🤖 AI Summary
This work addresses the challenges of contactless material identification in unconstrained environments, where geometric variations and single-modality ambiguity hinder performance. To overcome these limitations, the authors propose a cross-modal subtraction-based decoupling framework that fuses millimeter-wave and acoustic sensing. The approach employs intra-sample cross-modal subtraction to eliminate shared geometric information while preserving intrinsic material signatures, and further leverages inter-sample contrastive learning to correct residual modality misalignment. Additionally, a pairwise adaptive strategy is introduced to enable few-shot generalization across devices. Evaluated on 20 diverse materials, the method achieves a recognition accuracy of 95.2% and demonstrates significant superiority over single-modality baselines under unseen geometric conditions.
📝 Abstract
Non-contact material identification enables adaptive interaction for embodied intelligence yet faces challenges from geometry-induced variations (e.g., orientation, shape, distance) and single-modality ambiguities.
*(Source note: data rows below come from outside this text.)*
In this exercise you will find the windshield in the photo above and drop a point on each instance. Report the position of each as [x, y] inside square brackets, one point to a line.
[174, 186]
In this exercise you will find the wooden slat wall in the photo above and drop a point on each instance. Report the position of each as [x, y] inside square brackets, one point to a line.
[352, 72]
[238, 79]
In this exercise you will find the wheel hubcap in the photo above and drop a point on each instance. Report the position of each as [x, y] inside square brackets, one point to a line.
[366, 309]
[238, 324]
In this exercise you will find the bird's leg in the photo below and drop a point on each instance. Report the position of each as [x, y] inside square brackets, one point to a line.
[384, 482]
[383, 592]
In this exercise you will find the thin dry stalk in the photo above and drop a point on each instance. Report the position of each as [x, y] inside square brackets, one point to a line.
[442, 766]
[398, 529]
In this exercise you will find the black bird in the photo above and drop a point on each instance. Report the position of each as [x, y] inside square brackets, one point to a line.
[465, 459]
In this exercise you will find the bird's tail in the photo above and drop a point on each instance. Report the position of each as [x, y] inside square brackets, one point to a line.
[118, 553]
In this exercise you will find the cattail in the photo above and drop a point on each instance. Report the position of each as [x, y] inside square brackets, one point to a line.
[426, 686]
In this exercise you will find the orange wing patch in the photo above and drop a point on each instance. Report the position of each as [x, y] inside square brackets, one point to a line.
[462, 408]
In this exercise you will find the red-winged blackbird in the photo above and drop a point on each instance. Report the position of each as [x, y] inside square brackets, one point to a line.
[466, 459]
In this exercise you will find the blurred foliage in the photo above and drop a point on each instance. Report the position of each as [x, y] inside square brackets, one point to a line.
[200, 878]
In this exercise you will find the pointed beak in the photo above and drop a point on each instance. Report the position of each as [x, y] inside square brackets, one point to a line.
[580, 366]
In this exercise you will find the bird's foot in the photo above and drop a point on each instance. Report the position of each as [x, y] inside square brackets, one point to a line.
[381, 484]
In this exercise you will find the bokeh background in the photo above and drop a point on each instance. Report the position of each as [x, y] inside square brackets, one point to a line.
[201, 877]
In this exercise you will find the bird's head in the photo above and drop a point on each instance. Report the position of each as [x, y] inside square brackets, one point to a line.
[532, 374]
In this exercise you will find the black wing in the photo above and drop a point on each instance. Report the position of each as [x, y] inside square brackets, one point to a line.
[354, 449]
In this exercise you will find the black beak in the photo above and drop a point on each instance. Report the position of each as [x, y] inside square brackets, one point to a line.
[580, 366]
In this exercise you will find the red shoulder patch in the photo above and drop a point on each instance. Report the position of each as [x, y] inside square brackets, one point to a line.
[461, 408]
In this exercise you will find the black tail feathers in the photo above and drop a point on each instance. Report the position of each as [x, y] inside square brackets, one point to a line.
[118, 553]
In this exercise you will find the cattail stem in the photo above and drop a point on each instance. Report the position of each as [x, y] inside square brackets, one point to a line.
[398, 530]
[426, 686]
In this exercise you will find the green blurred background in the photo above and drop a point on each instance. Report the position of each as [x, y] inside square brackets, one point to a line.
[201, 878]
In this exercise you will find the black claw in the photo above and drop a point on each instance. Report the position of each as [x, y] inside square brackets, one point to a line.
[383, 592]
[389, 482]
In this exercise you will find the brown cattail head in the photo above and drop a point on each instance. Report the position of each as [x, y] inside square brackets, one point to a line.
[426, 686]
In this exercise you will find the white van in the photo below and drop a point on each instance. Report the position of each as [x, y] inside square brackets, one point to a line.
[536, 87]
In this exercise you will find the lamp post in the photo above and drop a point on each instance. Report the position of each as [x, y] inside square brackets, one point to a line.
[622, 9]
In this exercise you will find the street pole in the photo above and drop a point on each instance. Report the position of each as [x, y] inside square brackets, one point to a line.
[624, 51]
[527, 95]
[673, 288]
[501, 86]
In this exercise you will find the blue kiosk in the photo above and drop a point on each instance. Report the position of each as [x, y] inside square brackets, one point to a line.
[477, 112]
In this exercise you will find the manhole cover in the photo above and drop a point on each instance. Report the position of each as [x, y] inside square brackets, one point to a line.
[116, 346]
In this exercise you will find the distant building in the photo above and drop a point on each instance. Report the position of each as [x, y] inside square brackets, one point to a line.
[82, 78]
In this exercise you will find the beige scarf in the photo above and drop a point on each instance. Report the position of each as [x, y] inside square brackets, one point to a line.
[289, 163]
In this paper, we present GaMi, a multimodal material identification system integrating mmWave and acoustic sensing to robustly operate under unconstrained geometric conditions. By leveraging the insight of shared geometric consistency between co-located bimodal sensors, GaMi employs an intra-sample cross-modal subtractive disentanglement framework. By semantically aligning modalities and subtracting the shared geometric context, it isolates intrinsic material features. Furthermore, GaMi incorporates inter-sample contrastive learning to correct the residual interference caused by cross-modal misalignment. Additionally, a pairing-based adaptation strategy between two modalities enables few-shot generalization across devices. Extensive evaluations on 20 materials show that GaMi achieves 95.2% accuracy, outperforming single-modality baselines across unseen geometric conditions.